Later, I found out that SQLite uses only nested loop on table joins. If we're working on previous case(two tables with 7 million records each), we need to loop for 49 trillion times. And it should work on single thread. Oh God.
As I was cornered and forced to use "ordinary" database, my choice was MySQL, MariaDB, and PostgreSQL. MySQL was dropped at early stage as no tweak and tuning seems to have worked as I intended, so my choice became more limited. And I chose PostgreSQL for its a few exceptional features:
- It's not snail-slow as people say. Instead, if you tweak just few, it "flashes." No, I can't agree with the words "it's slower than MySQL or MariaDB." When you're working hard to tweak MySQL/MariaDB to maximize its performance with your complicated tweak but if you don't do same amount of efforts and try PostgreSQL just out-of-box, well, it's not fair. Isn't it?
- Parallel query processing! If you send a query the scheduler "smartly" judges and multi processing is done as needed. For my inner join of two tables with 7 million records, it consumed 3 cores and gave result in 1 minute 30 seconds.
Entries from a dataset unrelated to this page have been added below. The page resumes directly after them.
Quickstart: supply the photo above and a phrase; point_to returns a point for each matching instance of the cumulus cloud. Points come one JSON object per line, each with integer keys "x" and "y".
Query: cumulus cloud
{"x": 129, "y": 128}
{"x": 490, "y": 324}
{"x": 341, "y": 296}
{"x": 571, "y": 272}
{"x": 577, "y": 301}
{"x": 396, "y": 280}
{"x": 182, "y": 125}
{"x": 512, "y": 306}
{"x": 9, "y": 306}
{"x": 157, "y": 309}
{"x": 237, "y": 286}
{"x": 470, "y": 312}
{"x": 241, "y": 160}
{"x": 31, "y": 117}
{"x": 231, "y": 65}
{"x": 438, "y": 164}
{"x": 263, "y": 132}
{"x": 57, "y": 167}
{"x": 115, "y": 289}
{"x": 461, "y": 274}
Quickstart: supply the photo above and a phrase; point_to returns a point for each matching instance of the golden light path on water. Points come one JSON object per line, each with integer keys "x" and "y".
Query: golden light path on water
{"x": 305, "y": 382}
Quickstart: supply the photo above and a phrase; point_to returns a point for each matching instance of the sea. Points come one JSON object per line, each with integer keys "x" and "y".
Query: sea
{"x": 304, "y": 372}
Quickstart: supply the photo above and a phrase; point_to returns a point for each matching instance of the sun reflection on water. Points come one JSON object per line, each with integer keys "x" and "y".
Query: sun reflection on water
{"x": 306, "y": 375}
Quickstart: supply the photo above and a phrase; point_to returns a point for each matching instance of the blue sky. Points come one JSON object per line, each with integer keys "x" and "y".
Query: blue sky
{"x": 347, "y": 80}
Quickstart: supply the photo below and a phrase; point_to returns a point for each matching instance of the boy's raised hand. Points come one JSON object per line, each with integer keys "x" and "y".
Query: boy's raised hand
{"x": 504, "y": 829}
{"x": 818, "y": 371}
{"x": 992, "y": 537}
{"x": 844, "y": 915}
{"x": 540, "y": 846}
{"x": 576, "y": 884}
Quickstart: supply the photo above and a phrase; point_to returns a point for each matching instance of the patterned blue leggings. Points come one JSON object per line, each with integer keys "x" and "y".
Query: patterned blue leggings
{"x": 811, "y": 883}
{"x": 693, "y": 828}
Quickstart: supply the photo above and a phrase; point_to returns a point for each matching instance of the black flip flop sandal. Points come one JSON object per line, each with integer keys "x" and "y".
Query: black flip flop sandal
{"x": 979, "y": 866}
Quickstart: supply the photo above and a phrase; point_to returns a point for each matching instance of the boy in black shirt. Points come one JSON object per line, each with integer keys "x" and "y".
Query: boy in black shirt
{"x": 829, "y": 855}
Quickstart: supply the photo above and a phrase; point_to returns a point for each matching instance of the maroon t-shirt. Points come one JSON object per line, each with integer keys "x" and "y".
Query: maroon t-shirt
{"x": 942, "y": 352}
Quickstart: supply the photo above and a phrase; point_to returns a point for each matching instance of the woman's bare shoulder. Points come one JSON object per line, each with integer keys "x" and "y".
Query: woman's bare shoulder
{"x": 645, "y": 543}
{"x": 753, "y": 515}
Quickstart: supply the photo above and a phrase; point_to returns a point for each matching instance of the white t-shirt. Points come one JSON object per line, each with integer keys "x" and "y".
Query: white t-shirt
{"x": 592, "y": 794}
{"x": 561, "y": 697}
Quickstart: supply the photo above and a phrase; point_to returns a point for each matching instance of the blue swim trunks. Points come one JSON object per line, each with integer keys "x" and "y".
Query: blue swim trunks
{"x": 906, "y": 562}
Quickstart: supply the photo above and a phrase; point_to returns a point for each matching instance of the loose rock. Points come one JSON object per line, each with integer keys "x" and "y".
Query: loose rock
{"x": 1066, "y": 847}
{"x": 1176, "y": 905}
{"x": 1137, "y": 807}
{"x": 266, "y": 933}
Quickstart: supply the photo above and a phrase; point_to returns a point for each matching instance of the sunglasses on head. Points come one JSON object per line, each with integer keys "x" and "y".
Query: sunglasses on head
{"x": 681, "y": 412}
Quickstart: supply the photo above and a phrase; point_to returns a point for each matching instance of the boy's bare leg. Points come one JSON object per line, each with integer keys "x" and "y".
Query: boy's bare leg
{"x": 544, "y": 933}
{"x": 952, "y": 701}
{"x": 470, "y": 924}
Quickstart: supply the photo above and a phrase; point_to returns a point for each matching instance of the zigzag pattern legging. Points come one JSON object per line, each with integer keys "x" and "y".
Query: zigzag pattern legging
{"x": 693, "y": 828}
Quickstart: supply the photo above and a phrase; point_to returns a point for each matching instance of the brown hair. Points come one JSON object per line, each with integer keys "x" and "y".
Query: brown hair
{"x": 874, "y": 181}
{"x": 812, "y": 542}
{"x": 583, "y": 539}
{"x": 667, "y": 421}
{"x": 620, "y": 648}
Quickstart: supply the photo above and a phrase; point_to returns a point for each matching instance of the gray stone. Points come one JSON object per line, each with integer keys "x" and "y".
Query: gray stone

- It's simply reliable in any bad condition. After stress test, PosgreSQL survived and gave result when MariaDB service was restarted
Currently I'm using it as if it's some kind of hashmap. Well, maybe that's because I previously worked with them. Thinking that the basis of database indexing is hashmap, it may be one of the best practice for any SQL based database. Additionally, my coding became simplified since database does most of the things automatically......
Now I agree with the slogan, The World's Most Advanced Open Source Relational Database. Keep up the good work, PostgreSQL Global Development Group!